I have started to raise the boost level on my 1996 200sx GA16de turbo from about 9 psi to 12 psi. And in doing so, I have started haveing hesitation at an rpm range between 4500 and 6000 rpm. It is the worst at 5500 rpm under WOT. After 6000 rpm, the hesitation stops. This hesitation feels a lot like hitting the rev limiter. I recently put a A/F meter on the car and verified that it is not the A/F ration (runs slightly rich under WOT at that rpm). I also check ignition and that doesn't seem to be a problem. With the turbo clutch and lightened flywheel from JWT, I don't think the clutch is a problem. Could my transmission be slipping? I've seen from others dyno graphs that the max power from the turbo is around the 5500 rpm range, so could my transmission be affected by the higher power levels? Any help / info would be appreciated.


----------



## James (Apr 29, 2002)

calvin200sx said:


> I have started to raise the boost level on my 1996 200sx GA16de turbo from about 9 psi to 12 psi. And in doing so, I have started haveing hesitation at an rpm range between 4500 and 6000 rpm. It is the worst at 5500 rpm under WOT. After 6000 rpm, the hesitation stops. This hesitation feels a lot like hitting the rev limiter. I recently put a A/F meter on the car and verified that it is not the A/F ration (runs slightly rich under WOT at that rpm). I also check ignition and that doesn't seem to be a problem. With the turbo clutch and lightened flywheel from JWT, I don't think the clutch is a problem. Could my transmission be slipping? I've seen from others dyno graphs that the max power from the turbo is around the 5500 rpm range, so could my transmission be affected by the higher power levels? Any help / info would be appreciated.

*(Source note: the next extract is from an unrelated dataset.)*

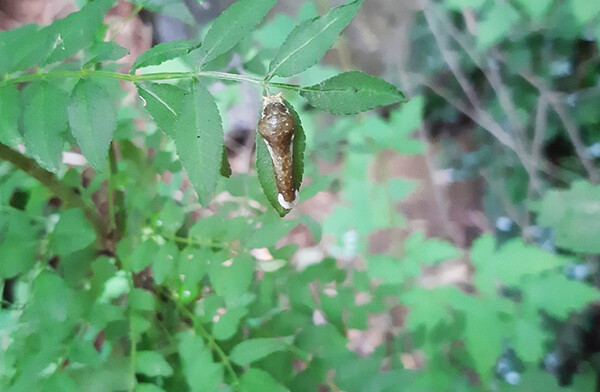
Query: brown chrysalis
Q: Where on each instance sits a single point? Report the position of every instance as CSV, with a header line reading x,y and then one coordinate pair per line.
x,y
277,127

What kind of clutch are you using?


----------



## calvin200sx (Oct 14, 2003)

I am using the JWT high pressure clutch (their new clutch they recommend for the HotShot Turbo Application). I think it is a dual diaphram pressure plate and I have a metal / organic friction disk.


----------



## James (Apr 29, 2002)

Hmm that is strange. I have the same setup and ran 12psi yesterday... outside of the pinging I noticed no hesitation.

The only thing I have noticed is what I guess would be called chatter... when I put the car into a higher gear and its not fast enough yet to be in that gear... I floor it and I get this little shaking for a second then goes away....


----------



## calvin200sx (Oct 14, 2003)

I have felt that as well. I have also seen that once and a while when I downshift and the rpm's rise to around 4500 rpm, then I get a little bit of a "slipping" feeling. It only happens once and a while though. 
Another thing I have noticed, it seems to be getting harder and harder to get into first gear after stopping. Don't know why exactly, but it sounds like my syncros might be going out. If that's possible...


----------



## James (Apr 29, 2002)

Yeah I have that too... sometimes I can't tell if its in first and I take it out and have to hit the clutch again.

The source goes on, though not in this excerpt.